Beyond these threshold criteria, the disclosure must include original information, that is, "non-public information not previously known to the Criminal Division or any component of the" DOJ, and must be "truthful and complete," meaning the disclosure includes all information known to the reporting individual about the misconduct alleged.

Conduct of the Reporting Individual

In addition to meeting the content requirements described above, the reporting individual must satisfy three conduct-related requirements to qualify for an NPA. First, the disclosure must be made voluntarily, meaning it is provided (i) before the DOJ has approached the reporting individual or their counsel in connection with any investigation or enforcement action "regarding the same misconduct"; (ii) without the pre-existence of a plea agreement, cooperation agreement, or NPA with the reporting individual; and (iii) before there is public knowledge of "any government investigation" related to the misconduct. Second, the reporting individual must agree to fully cooperate with the DOJ and be willing and able to provide substantial assistance. Cooperation may include providing testimony or other evidence "in interviews, before a grand jury[,] or at any trial or other court proceeding"; producing documents; and/or acting as a confidential informant under the supervision of law enforcement. Finally, the reporting individual must agree to pay back/forfeit "any profit from the criminal wrongdoing and pay restitution or victim compensation."

Disqualifying Factors

Even if a reporting individual can satisfy the requirements detailed above, they will not receive an NPA if they:

  • Are the CEO or CFO of a public or private company
  • Are the "organizer/leader of the scheme"
  • Are an elected or appointed official
  • Are a U.S. government official at any level, "including any employee of a law enforcement agency"
  • Have engaged in a violent crime
  • Have engaged in a sex offense "involving fraud, force, or coercion, or relating to a minor"
  • Have engaged in terrorism
  • Have a previous felony conviction involving fraud or dishonesty

These disqualifiers drive home the DOJ's focus on holding culpable corporate leaders and public officials accountable for their participation in misconduct.

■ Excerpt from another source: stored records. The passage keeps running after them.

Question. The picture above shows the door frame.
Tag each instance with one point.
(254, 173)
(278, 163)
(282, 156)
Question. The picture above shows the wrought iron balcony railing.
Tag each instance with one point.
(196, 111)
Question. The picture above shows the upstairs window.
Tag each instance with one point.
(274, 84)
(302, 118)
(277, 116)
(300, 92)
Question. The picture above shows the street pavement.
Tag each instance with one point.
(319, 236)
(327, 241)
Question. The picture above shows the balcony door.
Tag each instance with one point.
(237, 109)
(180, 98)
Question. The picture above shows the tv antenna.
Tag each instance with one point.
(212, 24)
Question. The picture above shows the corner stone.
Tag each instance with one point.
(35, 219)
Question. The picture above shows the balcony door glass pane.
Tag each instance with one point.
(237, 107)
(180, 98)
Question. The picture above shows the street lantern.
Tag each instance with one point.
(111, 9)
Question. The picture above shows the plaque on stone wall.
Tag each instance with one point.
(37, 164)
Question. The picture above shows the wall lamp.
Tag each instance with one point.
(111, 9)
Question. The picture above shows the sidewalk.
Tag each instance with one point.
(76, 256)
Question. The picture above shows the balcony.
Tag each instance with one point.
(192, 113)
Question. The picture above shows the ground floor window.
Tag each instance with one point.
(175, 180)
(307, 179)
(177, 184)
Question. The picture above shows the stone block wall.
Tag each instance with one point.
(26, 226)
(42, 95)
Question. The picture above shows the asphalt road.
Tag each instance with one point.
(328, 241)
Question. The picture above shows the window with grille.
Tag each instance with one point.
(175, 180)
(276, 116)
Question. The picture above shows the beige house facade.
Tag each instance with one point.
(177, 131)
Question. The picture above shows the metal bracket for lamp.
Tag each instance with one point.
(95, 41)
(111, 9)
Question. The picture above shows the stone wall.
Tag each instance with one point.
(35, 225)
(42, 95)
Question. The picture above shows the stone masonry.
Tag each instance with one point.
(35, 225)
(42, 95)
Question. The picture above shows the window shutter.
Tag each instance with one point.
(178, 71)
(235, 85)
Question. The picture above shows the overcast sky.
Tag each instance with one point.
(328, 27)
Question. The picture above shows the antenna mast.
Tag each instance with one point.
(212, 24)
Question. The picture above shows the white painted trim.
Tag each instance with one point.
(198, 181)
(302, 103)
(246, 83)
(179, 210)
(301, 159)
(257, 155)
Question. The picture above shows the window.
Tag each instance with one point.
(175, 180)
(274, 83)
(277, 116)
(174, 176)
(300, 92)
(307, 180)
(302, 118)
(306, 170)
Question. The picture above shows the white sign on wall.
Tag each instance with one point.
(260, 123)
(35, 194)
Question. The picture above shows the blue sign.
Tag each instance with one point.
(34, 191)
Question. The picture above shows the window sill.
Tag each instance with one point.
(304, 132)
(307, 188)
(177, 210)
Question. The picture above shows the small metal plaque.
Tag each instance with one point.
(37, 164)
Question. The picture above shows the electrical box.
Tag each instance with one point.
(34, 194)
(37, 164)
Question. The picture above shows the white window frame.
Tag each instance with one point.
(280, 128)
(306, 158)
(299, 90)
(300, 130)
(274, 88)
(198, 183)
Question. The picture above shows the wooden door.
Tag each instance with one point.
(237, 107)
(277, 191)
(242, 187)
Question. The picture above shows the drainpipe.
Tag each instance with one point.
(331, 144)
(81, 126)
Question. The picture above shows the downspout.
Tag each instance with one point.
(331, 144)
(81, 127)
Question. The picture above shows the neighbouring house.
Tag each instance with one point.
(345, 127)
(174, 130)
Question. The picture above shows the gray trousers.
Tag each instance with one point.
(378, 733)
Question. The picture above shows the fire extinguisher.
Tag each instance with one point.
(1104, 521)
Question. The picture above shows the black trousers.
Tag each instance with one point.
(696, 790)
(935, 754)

The Criminal Division's guidance also includes the caveat that in some circumstances, even if the above conditions are not met, it nevertheless has the discretion to offer a reporting individual an NPA, though not as part of this program.

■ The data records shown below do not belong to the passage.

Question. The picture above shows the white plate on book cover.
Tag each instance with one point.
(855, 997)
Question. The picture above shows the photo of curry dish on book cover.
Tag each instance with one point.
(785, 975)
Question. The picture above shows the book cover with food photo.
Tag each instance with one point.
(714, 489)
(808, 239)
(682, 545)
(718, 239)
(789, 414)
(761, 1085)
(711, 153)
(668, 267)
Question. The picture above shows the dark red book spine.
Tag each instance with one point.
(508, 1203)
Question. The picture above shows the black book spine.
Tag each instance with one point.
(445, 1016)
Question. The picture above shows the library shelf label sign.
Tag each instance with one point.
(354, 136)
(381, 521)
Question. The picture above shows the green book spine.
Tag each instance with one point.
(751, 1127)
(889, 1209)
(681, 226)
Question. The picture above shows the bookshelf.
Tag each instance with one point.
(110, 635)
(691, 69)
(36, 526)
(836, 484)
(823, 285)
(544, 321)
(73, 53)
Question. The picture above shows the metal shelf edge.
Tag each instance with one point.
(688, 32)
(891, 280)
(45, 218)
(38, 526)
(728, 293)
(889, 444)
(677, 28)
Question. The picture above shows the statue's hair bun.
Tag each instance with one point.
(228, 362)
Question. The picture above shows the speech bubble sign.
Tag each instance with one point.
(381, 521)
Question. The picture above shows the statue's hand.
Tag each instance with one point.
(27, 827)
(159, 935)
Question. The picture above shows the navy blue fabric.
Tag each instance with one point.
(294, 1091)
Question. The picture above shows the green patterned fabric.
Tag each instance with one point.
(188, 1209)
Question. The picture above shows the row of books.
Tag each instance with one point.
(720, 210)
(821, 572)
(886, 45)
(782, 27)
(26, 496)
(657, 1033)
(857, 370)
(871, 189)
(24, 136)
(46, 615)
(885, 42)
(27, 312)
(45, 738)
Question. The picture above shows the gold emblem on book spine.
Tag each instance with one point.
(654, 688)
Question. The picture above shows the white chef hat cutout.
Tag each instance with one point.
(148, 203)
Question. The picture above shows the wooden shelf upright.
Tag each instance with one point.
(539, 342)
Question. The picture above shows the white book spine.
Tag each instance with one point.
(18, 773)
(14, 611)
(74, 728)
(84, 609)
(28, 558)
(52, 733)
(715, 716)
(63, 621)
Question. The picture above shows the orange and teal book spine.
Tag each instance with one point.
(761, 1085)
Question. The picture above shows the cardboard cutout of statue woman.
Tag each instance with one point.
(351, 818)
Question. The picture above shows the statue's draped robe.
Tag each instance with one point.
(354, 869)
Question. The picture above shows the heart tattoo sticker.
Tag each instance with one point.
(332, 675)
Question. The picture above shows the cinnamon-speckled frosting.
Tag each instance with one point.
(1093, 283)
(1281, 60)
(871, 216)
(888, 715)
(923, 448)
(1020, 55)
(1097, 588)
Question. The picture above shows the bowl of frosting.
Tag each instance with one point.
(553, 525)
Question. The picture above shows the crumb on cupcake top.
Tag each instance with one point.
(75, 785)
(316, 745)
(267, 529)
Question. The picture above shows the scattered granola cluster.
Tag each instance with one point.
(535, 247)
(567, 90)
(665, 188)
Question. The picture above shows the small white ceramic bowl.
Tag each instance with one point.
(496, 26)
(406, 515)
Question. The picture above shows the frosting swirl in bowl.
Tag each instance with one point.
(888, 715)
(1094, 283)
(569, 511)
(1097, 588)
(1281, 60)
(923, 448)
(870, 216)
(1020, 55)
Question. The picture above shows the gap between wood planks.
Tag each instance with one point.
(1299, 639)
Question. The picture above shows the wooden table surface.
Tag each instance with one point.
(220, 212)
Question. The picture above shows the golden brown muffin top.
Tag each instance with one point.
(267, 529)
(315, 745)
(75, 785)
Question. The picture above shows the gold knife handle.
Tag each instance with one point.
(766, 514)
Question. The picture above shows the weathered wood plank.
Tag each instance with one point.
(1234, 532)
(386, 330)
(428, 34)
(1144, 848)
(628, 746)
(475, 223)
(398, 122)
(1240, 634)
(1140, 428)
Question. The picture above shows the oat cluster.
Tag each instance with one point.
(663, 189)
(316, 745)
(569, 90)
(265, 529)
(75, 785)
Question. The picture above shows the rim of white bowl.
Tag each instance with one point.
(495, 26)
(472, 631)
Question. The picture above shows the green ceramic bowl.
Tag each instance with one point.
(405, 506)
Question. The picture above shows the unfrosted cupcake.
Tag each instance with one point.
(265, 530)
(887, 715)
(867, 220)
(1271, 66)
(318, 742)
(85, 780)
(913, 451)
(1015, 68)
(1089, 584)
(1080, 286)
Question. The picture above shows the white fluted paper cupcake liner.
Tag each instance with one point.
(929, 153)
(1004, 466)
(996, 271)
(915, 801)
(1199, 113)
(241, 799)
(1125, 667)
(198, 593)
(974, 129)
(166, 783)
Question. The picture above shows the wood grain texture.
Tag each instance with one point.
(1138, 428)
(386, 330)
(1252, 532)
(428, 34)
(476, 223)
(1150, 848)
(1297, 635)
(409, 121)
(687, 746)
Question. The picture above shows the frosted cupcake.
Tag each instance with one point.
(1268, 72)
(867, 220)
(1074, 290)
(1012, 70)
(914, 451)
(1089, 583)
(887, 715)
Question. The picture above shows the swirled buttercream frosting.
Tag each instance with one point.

Conclusion: In its guidance on the new program, the Criminal Division suggests that its use of NPAs in the circumstances described "may be a particularly important incentive for companies to create compliance programs that encourage robust internal reporting of complaints, that help prevent, detect, and remediate misconduct before it begins or expands, and that allow companies to report misconduct when it occurs."

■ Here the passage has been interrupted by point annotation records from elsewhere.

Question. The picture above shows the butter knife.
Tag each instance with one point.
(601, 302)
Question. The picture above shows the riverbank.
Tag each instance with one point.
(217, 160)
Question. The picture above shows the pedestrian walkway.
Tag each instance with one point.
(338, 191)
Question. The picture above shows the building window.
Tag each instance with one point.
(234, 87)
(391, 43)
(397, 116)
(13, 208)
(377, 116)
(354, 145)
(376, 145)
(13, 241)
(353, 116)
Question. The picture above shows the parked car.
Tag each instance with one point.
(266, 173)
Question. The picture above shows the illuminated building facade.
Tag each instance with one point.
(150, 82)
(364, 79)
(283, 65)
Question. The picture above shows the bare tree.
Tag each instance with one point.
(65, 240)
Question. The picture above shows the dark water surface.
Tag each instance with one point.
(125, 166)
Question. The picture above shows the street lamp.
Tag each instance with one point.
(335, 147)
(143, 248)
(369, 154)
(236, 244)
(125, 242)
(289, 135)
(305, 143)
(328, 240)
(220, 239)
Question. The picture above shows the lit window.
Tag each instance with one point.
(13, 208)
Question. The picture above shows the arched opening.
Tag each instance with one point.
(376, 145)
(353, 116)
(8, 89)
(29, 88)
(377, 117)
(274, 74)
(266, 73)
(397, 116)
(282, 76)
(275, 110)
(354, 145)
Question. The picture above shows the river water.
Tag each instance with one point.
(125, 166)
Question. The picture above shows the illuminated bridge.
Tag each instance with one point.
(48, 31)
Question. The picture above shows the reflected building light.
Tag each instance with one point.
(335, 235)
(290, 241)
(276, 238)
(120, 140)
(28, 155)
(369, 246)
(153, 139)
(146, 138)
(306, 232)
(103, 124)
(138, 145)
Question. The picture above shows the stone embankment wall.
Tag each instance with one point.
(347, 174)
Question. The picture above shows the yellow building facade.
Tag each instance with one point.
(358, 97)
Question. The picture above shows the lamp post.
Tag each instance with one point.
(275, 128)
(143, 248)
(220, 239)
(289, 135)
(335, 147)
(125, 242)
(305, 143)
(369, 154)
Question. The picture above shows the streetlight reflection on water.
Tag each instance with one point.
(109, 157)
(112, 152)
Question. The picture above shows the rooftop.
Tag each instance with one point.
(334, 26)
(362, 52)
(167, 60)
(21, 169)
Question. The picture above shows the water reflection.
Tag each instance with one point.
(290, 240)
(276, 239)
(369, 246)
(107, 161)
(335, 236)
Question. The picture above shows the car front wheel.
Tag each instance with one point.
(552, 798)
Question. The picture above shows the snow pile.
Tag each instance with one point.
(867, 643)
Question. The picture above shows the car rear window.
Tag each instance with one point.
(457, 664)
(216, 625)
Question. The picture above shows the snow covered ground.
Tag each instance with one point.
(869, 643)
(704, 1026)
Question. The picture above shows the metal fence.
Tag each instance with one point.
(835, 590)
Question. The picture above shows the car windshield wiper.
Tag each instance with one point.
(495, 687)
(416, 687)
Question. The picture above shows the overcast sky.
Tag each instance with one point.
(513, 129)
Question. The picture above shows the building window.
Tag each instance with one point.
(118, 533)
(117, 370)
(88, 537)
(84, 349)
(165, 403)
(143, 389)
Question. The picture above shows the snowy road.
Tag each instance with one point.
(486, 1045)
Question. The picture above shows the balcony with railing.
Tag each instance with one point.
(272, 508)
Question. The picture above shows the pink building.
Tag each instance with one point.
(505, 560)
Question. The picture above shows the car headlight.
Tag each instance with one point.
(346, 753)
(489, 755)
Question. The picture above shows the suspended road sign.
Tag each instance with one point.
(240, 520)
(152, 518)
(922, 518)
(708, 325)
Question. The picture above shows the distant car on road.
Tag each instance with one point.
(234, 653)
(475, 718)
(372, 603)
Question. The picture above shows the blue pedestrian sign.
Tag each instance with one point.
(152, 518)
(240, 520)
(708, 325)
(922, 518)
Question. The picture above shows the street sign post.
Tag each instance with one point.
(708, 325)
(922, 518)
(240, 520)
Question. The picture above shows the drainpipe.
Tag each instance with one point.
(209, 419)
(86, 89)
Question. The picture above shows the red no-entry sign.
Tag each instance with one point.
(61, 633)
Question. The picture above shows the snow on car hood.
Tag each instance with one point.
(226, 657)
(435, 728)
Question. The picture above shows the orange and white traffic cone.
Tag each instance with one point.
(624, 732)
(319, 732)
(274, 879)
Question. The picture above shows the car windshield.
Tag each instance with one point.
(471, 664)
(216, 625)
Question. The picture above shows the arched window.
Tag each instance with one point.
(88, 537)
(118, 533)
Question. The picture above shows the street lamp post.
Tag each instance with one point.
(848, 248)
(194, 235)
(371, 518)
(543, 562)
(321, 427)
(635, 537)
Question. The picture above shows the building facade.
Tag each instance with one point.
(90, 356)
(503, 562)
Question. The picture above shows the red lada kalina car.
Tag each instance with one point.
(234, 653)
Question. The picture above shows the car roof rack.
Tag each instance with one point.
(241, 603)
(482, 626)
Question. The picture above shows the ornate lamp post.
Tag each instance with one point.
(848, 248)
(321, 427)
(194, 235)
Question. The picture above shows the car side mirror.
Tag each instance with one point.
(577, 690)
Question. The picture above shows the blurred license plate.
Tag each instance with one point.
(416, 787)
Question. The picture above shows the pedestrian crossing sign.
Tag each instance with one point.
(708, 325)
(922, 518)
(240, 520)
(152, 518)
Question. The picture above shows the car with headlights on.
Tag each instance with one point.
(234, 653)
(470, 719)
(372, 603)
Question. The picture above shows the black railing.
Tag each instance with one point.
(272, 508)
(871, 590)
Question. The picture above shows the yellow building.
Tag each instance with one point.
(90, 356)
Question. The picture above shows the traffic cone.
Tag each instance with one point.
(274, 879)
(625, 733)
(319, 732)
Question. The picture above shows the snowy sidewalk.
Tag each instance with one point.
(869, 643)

A robust compliance program that includes appropriate internal controls and reporting procedures, as well as ongoing employee training on compliance policies and procedures, should be companies' first line of defense in preventing misconduct and, when it does occur, detecting and addressing it before it becomes criminal in nature. Corporate entities that fall within the scope of the program – financial institutions, investment funds and advisors, public companies, and private companies with more than 50 employees – should undertake a fulsome review of their compliance infrastructures.

The content of this article is intended to provide a general guide to the subject matter. Specialist advice should be sought about your specific circumstances.